DETAILED ACTION
Notice of Pre-AIA  or AIA  Status
The present application, filed on or after March 16, 2013, is being examined under the first inventor to file provisions of the AIA .

This Office Action is in response to correspondence filed 13 June 2022 in reference to application 17/052,736.  Claims 1-14 and 16 are pending and have been examined.

Response to Amendment
The amendment filed 13 June 2022 has been accepted and considered in this office action.  Claims 1, 4-8, and 11-14 have been amended, claim 15 cancelled, and claims 16 added.

Response to Arguments
Applicant’s arguments with respect to claim(s) 1-14 and 16 have been considered but are moot because the new ground of rejection does not rely on any reference applied in the prior rejection of record for any teaching or matter specifically challenged in the argument.

Claim Rejections - 35 USC § 103
The text of those sections of Title 35, U.S. Code not included in this action can be found in a prior Office action.
Claim 1-16 is/are rejected under 35 U.S.C. 103 as being unpatentable over Bocklet et al. (US PAP 2017/0200451) in view of Khoury et al. (US PAP 2018/0254046) and further in view of Hardt et al. (US Patent 10,735,411).

Consider claim 1, Bocklet teaches a device for authenticating a voice input provided from a user (abstract), the device comprising: 
a microphone configured to receive the voice input (0030-31, receiving utterance using microphone 201); 
a memory configured to store one or more instructions (0018, RAM, ROM); and 
a processor configured to execute the one or more instructions (0018, processor), 
wherein the processor is further configured to execute the one or more instructions to:
 obtain, from the voice input, signal characteristic data representing signal characteristics of the voice input (0032-33, feature extraction of input utterance, i.e.
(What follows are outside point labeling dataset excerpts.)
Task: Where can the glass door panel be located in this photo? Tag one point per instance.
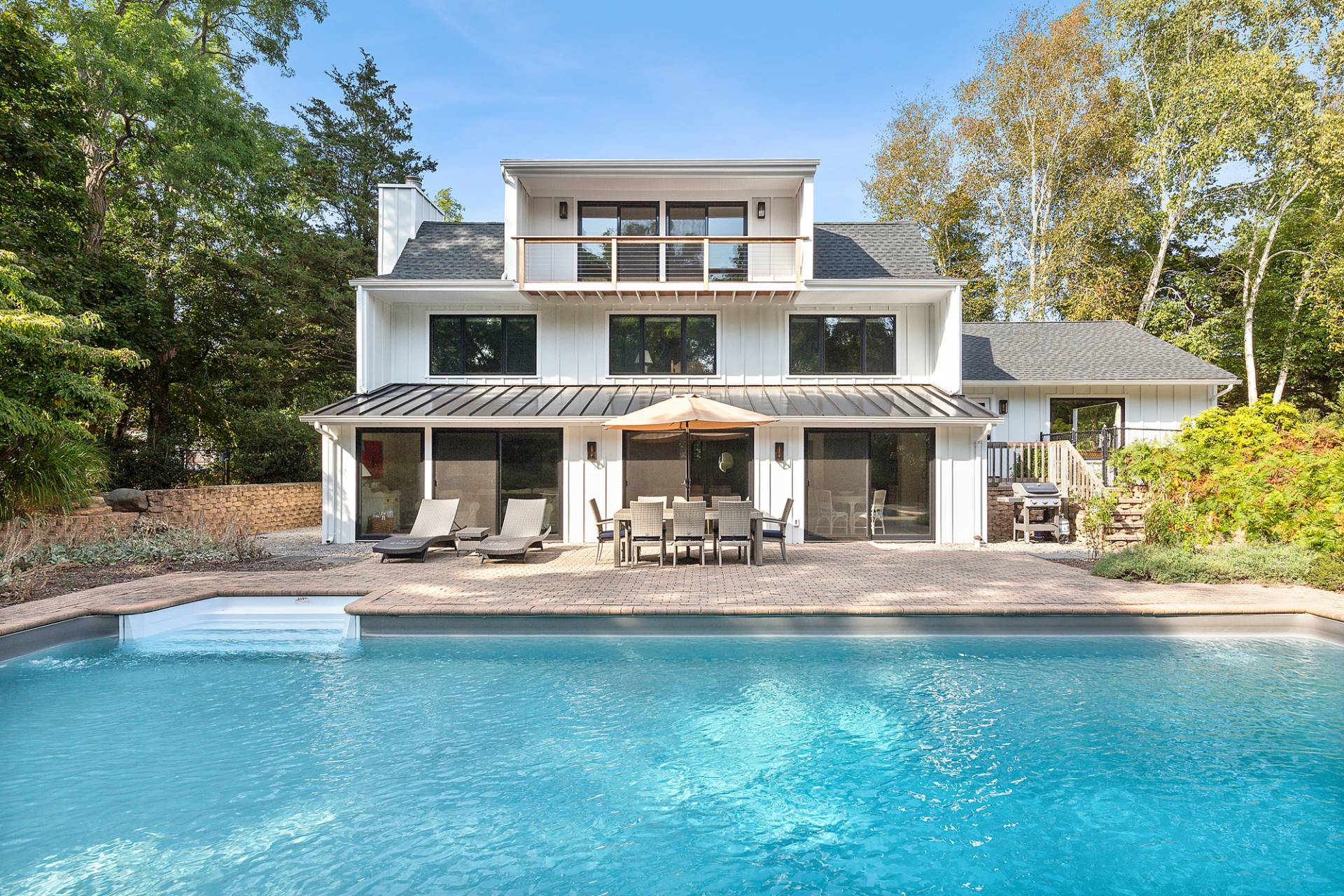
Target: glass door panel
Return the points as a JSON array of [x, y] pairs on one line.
[[530, 468], [596, 258], [838, 484], [391, 481], [655, 465], [638, 261], [901, 491], [721, 464], [467, 468]]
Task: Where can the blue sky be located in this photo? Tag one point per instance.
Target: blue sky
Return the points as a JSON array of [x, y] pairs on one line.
[[491, 81]]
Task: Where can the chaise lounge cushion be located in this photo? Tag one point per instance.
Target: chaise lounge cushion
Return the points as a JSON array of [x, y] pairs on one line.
[[521, 532], [435, 526]]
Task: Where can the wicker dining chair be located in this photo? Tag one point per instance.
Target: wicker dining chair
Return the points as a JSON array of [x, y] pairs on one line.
[[736, 528], [605, 531], [689, 528], [647, 528], [781, 532]]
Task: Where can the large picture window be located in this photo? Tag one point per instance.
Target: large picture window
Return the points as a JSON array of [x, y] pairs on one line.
[[678, 344], [480, 344], [843, 344]]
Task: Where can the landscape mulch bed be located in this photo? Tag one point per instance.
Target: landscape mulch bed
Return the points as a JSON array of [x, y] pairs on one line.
[[51, 582]]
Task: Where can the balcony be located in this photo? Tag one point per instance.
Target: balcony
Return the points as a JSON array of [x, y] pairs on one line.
[[758, 269]]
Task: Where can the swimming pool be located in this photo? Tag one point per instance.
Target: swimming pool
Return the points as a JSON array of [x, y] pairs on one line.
[[235, 762]]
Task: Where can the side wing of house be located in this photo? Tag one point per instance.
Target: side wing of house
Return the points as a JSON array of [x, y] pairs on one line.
[[1057, 378]]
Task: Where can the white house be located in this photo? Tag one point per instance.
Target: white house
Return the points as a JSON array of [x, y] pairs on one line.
[[489, 355]]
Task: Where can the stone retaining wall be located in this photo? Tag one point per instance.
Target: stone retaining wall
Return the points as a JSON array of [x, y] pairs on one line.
[[257, 508]]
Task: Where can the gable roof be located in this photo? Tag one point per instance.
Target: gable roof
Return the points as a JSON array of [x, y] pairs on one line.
[[867, 250], [452, 250], [1075, 351]]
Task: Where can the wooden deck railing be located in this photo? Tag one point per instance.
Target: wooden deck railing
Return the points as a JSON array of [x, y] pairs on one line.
[[616, 262], [1058, 463]]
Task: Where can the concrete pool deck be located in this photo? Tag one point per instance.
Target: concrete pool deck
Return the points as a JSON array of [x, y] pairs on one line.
[[835, 580]]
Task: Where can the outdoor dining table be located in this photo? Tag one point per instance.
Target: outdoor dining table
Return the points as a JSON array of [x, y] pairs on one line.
[[624, 533]]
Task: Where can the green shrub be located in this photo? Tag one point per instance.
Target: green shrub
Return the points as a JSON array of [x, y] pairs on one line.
[[1272, 564], [1257, 473], [1327, 573]]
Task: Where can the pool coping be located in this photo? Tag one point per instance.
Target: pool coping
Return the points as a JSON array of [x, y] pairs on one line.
[[968, 624]]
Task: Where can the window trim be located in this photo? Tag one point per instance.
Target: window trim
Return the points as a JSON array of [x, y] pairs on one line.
[[461, 336], [863, 344], [746, 229], [612, 315]]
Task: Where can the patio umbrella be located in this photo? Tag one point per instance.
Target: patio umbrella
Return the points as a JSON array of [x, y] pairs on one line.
[[687, 413]]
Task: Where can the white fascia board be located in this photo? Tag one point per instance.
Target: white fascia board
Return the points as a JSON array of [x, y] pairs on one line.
[[883, 282], [504, 422], [645, 167], [1096, 382], [414, 285]]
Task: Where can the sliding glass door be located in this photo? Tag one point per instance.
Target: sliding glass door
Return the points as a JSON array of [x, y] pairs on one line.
[[672, 465], [487, 468], [391, 481], [869, 484]]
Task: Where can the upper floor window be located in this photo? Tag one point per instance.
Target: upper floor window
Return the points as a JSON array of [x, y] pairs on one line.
[[679, 344], [848, 344], [636, 262], [482, 344], [727, 261]]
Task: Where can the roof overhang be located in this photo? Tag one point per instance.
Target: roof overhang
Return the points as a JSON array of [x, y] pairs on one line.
[[536, 405], [1098, 382], [657, 167]]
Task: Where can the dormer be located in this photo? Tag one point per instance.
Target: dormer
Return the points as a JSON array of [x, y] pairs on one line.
[[593, 229]]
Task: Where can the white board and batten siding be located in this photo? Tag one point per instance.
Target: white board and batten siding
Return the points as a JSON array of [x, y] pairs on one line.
[[1151, 412], [573, 343]]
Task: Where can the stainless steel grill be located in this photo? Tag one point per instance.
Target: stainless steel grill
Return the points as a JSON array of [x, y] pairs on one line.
[[1038, 508]]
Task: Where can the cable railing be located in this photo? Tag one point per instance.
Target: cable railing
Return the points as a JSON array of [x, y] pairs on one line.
[[714, 262]]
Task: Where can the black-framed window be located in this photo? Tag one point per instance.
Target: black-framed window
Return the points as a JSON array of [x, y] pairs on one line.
[[482, 344], [662, 344], [727, 261], [843, 344], [635, 261]]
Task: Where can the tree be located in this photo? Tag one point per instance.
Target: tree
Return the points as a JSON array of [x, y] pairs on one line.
[[50, 397], [917, 176], [451, 207], [346, 153], [159, 83], [1202, 83], [1041, 130]]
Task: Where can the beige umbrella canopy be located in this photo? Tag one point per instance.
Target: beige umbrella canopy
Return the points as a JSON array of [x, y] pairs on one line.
[[687, 413]]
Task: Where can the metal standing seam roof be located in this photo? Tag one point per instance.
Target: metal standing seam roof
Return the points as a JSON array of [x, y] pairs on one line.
[[409, 400]]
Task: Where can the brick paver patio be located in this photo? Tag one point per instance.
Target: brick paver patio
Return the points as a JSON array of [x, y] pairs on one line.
[[818, 580]]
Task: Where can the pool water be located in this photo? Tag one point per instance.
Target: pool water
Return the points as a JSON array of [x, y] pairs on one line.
[[229, 762]]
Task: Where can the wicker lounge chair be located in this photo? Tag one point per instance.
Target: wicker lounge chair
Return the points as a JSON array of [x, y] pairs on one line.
[[522, 531], [436, 524]]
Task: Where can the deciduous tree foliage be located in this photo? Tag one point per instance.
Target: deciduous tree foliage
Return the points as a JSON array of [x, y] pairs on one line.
[[1172, 163]]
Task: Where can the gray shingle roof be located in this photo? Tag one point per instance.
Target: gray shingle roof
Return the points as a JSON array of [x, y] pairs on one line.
[[862, 250], [1101, 351], [454, 250]]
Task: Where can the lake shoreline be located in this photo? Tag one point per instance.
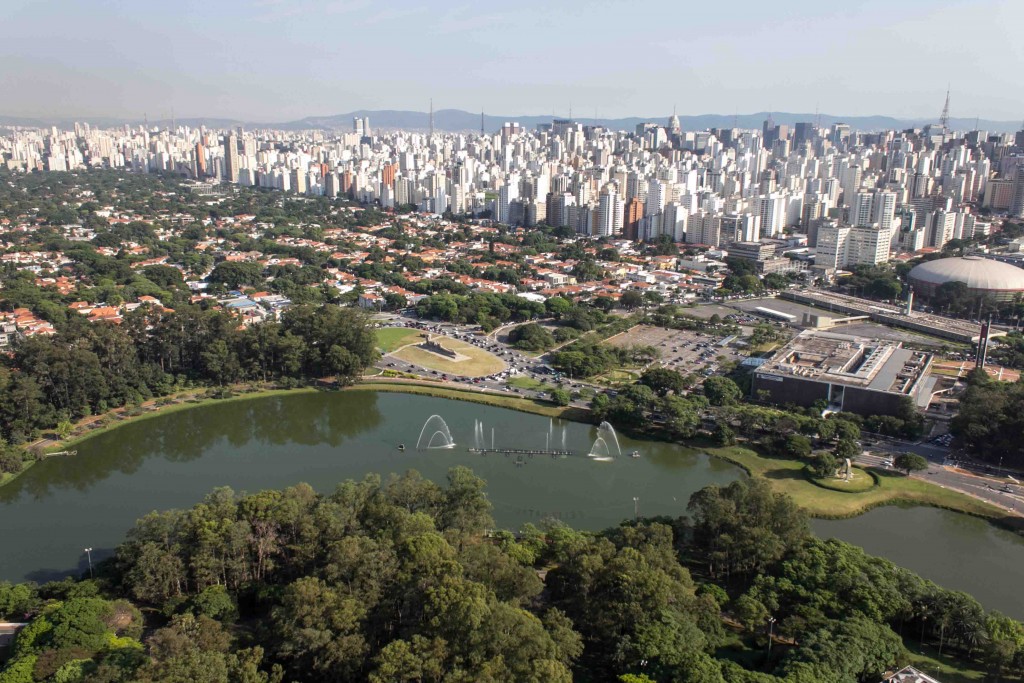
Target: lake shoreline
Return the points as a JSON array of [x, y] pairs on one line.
[[784, 475]]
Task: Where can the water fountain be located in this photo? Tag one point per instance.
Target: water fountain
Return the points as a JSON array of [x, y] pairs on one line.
[[436, 432], [600, 451], [606, 433], [479, 441]]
MFCCs);
 apply the obtained signal characteristic data to a first model configured to determine whether an attribute of the voice input corresponds to a voice uttered by a person and a voice output by an apparatus (0034-36, 0020-22 features fed to classifier module, which classifies signal as live or replay); and
 based on the attribute of the voice input corresponding to the voice uttered by the person, apply the voice input to a second learning model to authenticate the voice input (0035, if signal is live, further authentication to identify the user).
Bocklet does not specifically teach applying the obtained signal characteristic data to a first learning model.
In the same field of detecting replay attacks, Khoury teaches applying the obtained signal characteristic data to a first learning model (0045-47, applying features to a Deep Neural Network to determine if voice is a playback spoof or live).
Therefore, it would have been obvious to one of ordinary skill in the art at the time of effective filing to use a DNN for classification as taught by Khoury in the system of Bocklet in order to increase accuracy and thus create a more secure authentication (Khoury 0002).
Bocklet and Khoury do not specifically teach obtain context information including at least one of device state information, user's device usage history information, and user schedule information; and 
apply the voice input and the context information to a second learning model to authenticate the voice input.
In the same field of user authentication, Hardt teaches obtain context information including at least one of device state information, user's device usage history information, and user schedule information (col 9 line 65 col 10 line 25, meeting schedules and meeting history for users to be authenticated); and 
apply the voice input and the context information to a second learning model (col 9 lines 5-15, neural network for authentication) to authenticate the voice input (col 9 line 65 col 10 line 25, changing confidence scores for authentication based on meeting schedules and meeting history for users to be authenticated).
Therefore it would have been obvious to one of ordinary skill in the art at the time of effective filing to use usage history to bias authentication as taught by Hardt in the system of Bocklet and Khoury in order to more accurate authenticate a user.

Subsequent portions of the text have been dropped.